ELMIRA, N.Y., Nov. 5 /PRNewswire-FirstCall/ -- Hardinge Inc. (Nasdaq: HDNG - News), a leading international provider of advanced metal-cutting solutions, today reported net sales of $50.1 million for the quarter and $157.4 million for the nine months ended September 30, 2009. Sales for the comparable periods in 2008 were $86.6 million and $268.8 million, respectively. Orders for the three and nine months ended September 30, 2009 were $46.7 million and $124.1 million, respectively, down from $92.1 million and $294.6 million for the comparable periods in 2008.
The Company realized a net loss of ($14.7) million, or ($1.29) per share for the third quarter, compared with a net loss of ($8.3) million, or ($0.74) per share, for the third quarter of 2008. Third quarter 2009 results include one-time charges of $7.6 million, or ($0.67) per share, which included severance related expense of $2.6 million, or ($0.23) per share, and inventory write-downs related to the strategic decision to cease production of non-critical manufacturing parts and certain machine models of $5.0 million, or ($0.44) per share. In addition to the one-time charges there were lower of cost or market write-downs of $1.1 million, or ($0.10) per share on machine inventory as a result of current market conditions as many manufacturers and distributors discounted prices below cost to reduce inventories.
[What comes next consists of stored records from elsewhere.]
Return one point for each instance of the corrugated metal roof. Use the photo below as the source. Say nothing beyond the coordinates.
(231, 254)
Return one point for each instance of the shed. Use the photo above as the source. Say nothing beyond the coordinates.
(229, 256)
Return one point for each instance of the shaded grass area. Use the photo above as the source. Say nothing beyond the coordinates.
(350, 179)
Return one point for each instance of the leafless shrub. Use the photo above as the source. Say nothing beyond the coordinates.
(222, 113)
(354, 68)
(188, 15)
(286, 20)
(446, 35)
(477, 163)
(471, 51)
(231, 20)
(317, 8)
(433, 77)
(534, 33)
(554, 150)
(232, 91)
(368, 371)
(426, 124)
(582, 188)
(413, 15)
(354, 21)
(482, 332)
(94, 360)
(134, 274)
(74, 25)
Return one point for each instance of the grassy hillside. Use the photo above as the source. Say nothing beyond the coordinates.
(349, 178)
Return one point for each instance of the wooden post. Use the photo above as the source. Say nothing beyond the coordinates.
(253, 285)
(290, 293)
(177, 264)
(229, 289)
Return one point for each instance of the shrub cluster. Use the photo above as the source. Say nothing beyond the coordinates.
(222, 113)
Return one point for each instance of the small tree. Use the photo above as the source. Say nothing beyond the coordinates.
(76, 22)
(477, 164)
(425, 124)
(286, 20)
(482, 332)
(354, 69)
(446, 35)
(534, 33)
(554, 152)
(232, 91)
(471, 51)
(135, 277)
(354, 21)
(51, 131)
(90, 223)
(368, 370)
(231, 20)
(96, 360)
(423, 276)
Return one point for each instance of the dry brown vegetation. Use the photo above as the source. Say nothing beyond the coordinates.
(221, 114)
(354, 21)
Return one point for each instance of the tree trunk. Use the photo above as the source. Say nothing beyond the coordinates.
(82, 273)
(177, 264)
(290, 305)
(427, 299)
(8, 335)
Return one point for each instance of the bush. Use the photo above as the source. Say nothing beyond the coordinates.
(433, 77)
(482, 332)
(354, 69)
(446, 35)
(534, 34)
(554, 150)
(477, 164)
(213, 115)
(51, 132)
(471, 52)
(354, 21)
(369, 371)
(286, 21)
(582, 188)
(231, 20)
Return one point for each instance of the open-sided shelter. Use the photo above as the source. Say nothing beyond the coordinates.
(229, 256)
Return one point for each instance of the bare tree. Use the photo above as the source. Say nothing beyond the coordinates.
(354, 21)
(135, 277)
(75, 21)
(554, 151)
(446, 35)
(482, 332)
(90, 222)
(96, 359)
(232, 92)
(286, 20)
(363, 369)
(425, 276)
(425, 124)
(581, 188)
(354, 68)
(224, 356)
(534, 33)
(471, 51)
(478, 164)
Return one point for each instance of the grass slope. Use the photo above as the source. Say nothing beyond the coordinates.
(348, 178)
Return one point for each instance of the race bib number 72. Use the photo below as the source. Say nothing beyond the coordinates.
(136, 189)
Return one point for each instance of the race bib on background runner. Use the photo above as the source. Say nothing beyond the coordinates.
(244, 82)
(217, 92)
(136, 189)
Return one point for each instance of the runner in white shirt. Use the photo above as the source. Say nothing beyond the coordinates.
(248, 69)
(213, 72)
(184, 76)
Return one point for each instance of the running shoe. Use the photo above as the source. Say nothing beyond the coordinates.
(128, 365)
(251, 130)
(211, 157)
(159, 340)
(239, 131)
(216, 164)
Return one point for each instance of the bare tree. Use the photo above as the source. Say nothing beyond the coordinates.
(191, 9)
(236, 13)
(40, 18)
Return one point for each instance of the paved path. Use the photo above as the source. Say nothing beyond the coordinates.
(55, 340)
"Worldwide demand for machine tools remains severely depressed which is reflected in our sales and order numbers for the third quarter and for 2009 to date," said Richard L. Simons, President and Chief Executive Officer. "We are aggressively competing for the limited order opportunities available and remain focused on improving operating efficiencies and increasing cash flow which has positioned Hardinge to effectively compete when industry demand recovers."
In August 2009, the Company announced that it was moving to a more variable cost business model in its Elmira, NY facility, and therefore would begin the process of outsourcing many of the components and subassemblies for machines made in the Elmira facility. The Company also announced that it would close significant sections of the Elmira manufacturing operation involved in non-critical parts production, further reduce the Company's U.S. workforce by approximately 15%, and record severance related expenses of between $1.3 million and $2.0 million and asset write-downs of up to $10 million during the second half of 2009. During the third quarter, the Company recorded one-time charges of $1.6 million for severance and $5.0 million for inventory write-downs related to this initiative. The Company intends to identify certain machinery and equipment related to non-critical parts manufacturing in its Elmira, NY facility as available for sale in the fourth quarter of 2009, and will record an impairment charge at that time, which is not expected to exceed $2.5 million.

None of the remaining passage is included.